Tam bu sırada sobanın üstünde öten çaydanlığın sesi tüm dikkatleri üstüne çekti. Daru, uzandı ve Balducci’ye yeniden çay servis etti. Bir an tereddüt ettiyse de Arap’a da bir kez daha çay verdi, o da doymazlık hissiyle onu da içti. Bir an kollarını kaldırdığında üstündeki cübbe aralandı ve öğretmen onun zayıf ve kaslı göğsünü fark etti.

      - Sağol evlat, dedi Balducci, “şimdi ben yol alıyorum.”

Balducci ayağa kalktı, cebinden bir sicim çekerek Arap’a doğru yanaştı.

Birden, Daru, “Ne yapıyorsun?” diye çıkıştı, sert bir ses tonuyla.

Şaşırıp kalmıştı Balducci, ipi ona gösterdi.

       - Buna gerek yok.

Yaşlı jandarma bir an tereddüt etti.

-          Nasıl istersen, pekii… Tüfeğin var mı?

-          Av tüfeğim var.

-          Nerede?

-          Arkada

-          Yatağının yanında olmalı.

-          Neden? Bir şeyden çekindiğim falan yok.

-          Şaşırdın evlat, eğer ayaklanırlarsa, kimse güvende değil. Hepimiz aynı gemideyiz.

-          Kendimi savunacağım, Nasıl olsa geldiklerini görmek için zamanım var.

Balducci bu söze istemsizce gülüş patlattı. Sonra bıyığı, hala beyaz olan dişlerini ansızın örttü.

-          Zamanın mı var? Benim de söylediğim şey bu! Sen her zaman biraz çatlaktın. İşte bu yüzden seni severim. Benim oğlumda böyleydi.

Balducci, tam bu sırada silahını belinden çekti ve masanın üstüne bırakıp Arap’ı işaret etti.

-          Koru onu, buradan El-Ameur’e gitmek için iki silaha ihtiyacım olmayacak.

Silah siyah masanın üzerinde bir resim gibi parlıyordu. Öğretmen, masaya silahı bıraktıktan sonra jandarma kendisine döndüğünde adama sinmiş deri ve at kokusunu aldı.

-          Dinle, Balducci, dedi Daru, birden, “Bütün bunlar beni tiksindiriyor, özellikle senin şu adamın.

Fakat yine de onu teslim etmeyeceğim. Gerekliyse savaşırım, evet buna mecbur kalırsam… Fakat değil.

Yaşlı adam onun önünde durdu ve sakin bir yüz ifadesiyle ona bakıyordu.

-          Aptalca bir şey yapıyorsun, dedi yavaşça. “Bu benim için de öyle, ben de bunu istemem. bir adamı iple bağlamak bunca yıla karşın yine de insan alışamıyor.
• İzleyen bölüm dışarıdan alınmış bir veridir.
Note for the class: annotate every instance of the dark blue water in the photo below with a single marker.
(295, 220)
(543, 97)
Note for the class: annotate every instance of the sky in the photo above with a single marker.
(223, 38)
Evet, bu bir utanç ama bunu bırakmalarına izin veremeyiz.”

-          Onu teslim etmeyeceğim, diye tekrarladı Daru.

-          Bu bir emirdir evlat, Tekrar söylüyorum.
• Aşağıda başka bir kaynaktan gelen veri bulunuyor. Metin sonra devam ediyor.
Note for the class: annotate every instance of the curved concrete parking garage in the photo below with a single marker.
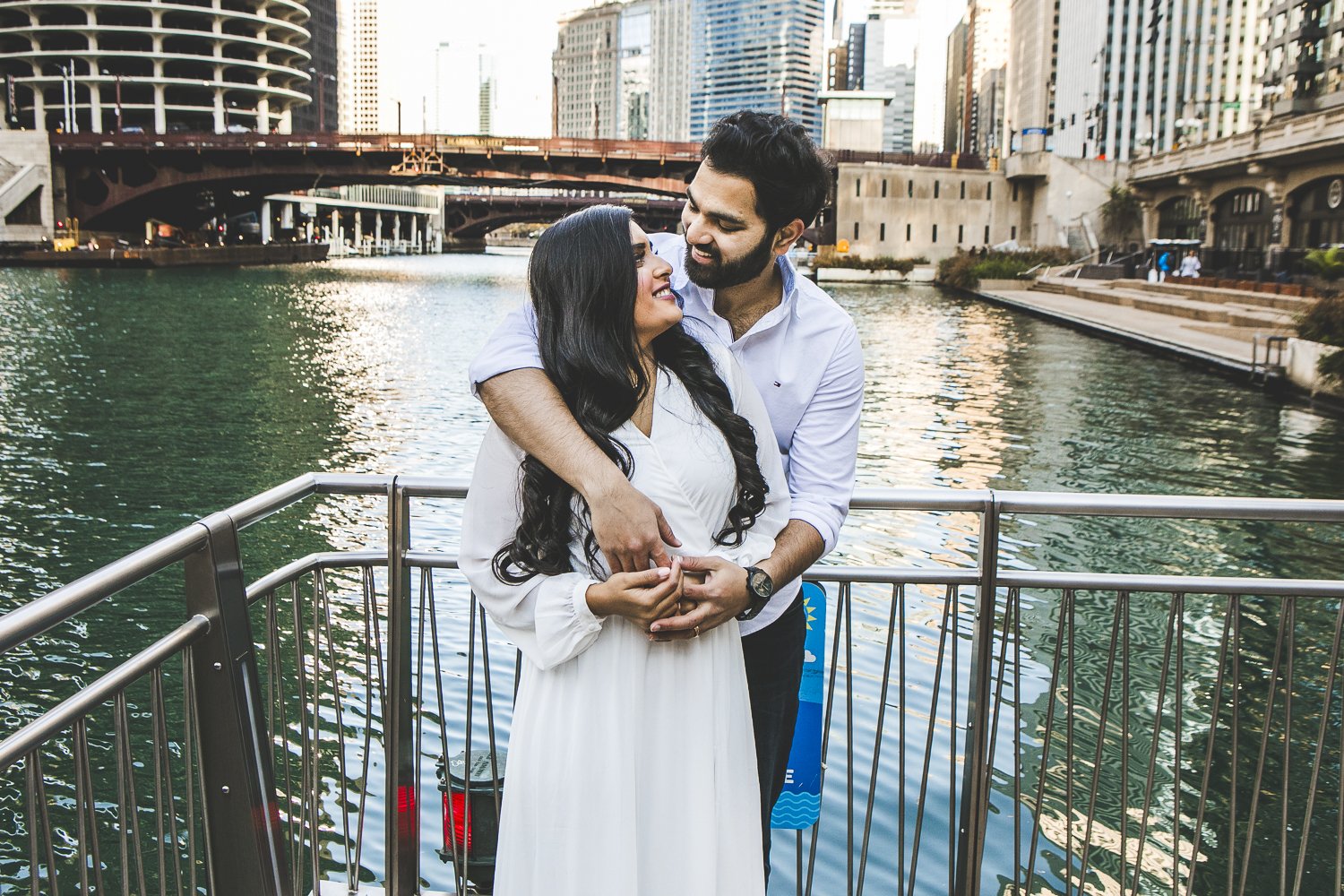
(139, 65)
-          Tamam, sana söylediğim şeyi onlara da söyle. “Onu size vermeyeceğim!”

Balducci, kararını vermek için gözle görülür bir çaba sarf ediyordu. Bu esnada Arap’a ve Daru’ya bakıyordu. Sonunda kararını vermişti.
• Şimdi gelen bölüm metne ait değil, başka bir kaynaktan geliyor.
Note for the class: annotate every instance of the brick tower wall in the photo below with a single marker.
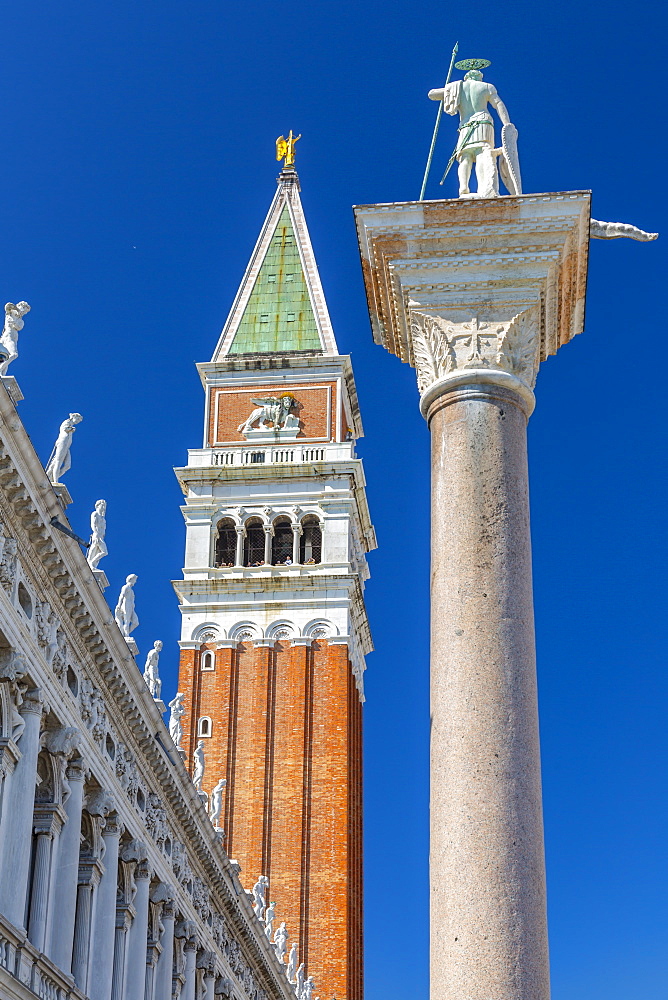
(287, 736)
-          Hayır, onlara hiçbir şey söylemeyeceğim. Kendi rahatın için bizi başından atmak istiyorsan bile seni ihbar etmeyeceğim. Mahkûmu sana teslim etmek için emir aldım. Şimdi bunu yapıyorum ve bu kâğıdı imzalayacaksın.

-          Buna gerek yok, bana teslim ettiğini inkâr etmeyeceğim.

-          Huysuzluk etme! Elbette doğruyu söyleyeceğini biliyorum. Sen buralısın ve adam gibi adamsın. Ama imzalamalısın. Kural bu.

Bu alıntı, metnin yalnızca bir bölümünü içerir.